Foto + Video + Film
Ik was aan een kant van zijn tuinhek in Brixton. Hij zat in zijn rolstoel in zijn tuin, nog steeds niet zeker of hij me binnen zou laten.
IK ZAG STEVE DWOSKIN onlangs in de New York Times. Het deed me denken aan de tien dagen dat ik op zijn zolder op de derde verdieping woonde, een deel van zijn huis dat hij alleen ter nagedachtenis kende. Toen hij van de krukken ging die hij (vanwege polio uit de kindertijd) altijd naar een rolstoel gebruikte, werd hij een ballingschap in een groot deel van zijn eigen huis.
Ik zou 's nachts terugkeren na het verkennen van de Victoriaanse overblijfselen van het West End, of het nemen van de Theems naar Battersea omdat ik verliefd was geworden op de verkwikkende naam toen mijn bipolaire Britse klant in New York sprak over zijn werkdagen bij BBC met Michael Palin. Dwoskin vocht openlijk tegen depressie. Maar ik kon nooit wachten om terug te gaan naar zijn filmzaal op de tweede verdieping (hij liet een lift bouwen als een navelstreng om hem daarheen te brengen), waar hij zijn films sneed en maakte en filmde.
Zijn overlijdensadvertentie noemde hem 'een prominent lid van de avant-garde underground, eerst in zijn geboorteland New York in de vroege jaren zestig en lang daarna in Londen, waar hij sinds 1964 woonde'. Ik wist hier niets van toen ik bij zijn poort stond. Onze wederzijdse vriend in New York zei eenvoudig: 'Hij maakt undergroundfilms. Ik denk dat hij je zal ophangen. '
Ik ben opgegroeid in de grijze, logge Bronx waar de Mt. Eden Theatre, 's nachts verlicht als een oceaanstomer, bevatte de hele verborgen wereld gesymboliseerd door de oceanische bolletje blond haar dat het oog van Veronica Lake bedekte. Het was een veel grotere ruimte dan die van Dwoskin, met zijn zwarte immensiteit die zelfs een orgel huisvestte in de dagen van stille films. Maar in zekere zin was het dezelfde ruimte. Een lanceerplatform voor mijn geest om mijn lichaam overal mee naartoe te nemen.
"Wat wil je zien?" Vroeg hij me als een ober die een bestelling aannam. Ik zou zeggen, ik voel me vreemd, "dronken van mijn ziekte." De film is opgenomen in een ICU-afdeling in Londen.

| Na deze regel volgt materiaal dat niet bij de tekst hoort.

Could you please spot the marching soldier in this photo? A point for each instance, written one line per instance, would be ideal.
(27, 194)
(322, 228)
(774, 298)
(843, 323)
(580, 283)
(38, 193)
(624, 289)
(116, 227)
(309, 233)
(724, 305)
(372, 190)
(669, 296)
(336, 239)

Dwoskin wordt levenloos op een bed neergelegd, met longontsteking (een van zijn reguliere periodes van longontsteking), bijna dood, zijn inerte lichaam gefotografeerd door een vriend met een camera, en filmt voor hem.
Zijn sterke klamme gezicht staat tussen werelden in. Toen hij beter werd, filmde hij een oude stervende man in het bed tegenover hem. Toen hij uitstapte, filmde hij een bondage-verpleegster in nylonkousen met naaldhakken uit de kast van de engel des doods en streelde hem teder.
Ik zag een man vechten tegen de dood met zijn camera, met alles wat we een leven noemen. Een soort kreupele gladiator. Vechtend, zelfs onbewust, om me signalen vanuit de diepte terug te sturen. Nadat Dwoskin stierf, kwam ik dit citaat tegen dat ik als bedoeld voor mij beschouwde:
“Mijn films zijn beter geschikt om door één kijker te worden bekeken. Ik neem de kijker een voor een, in tegenstelling tot Hollywood-cinema die het publiek wil fuseren."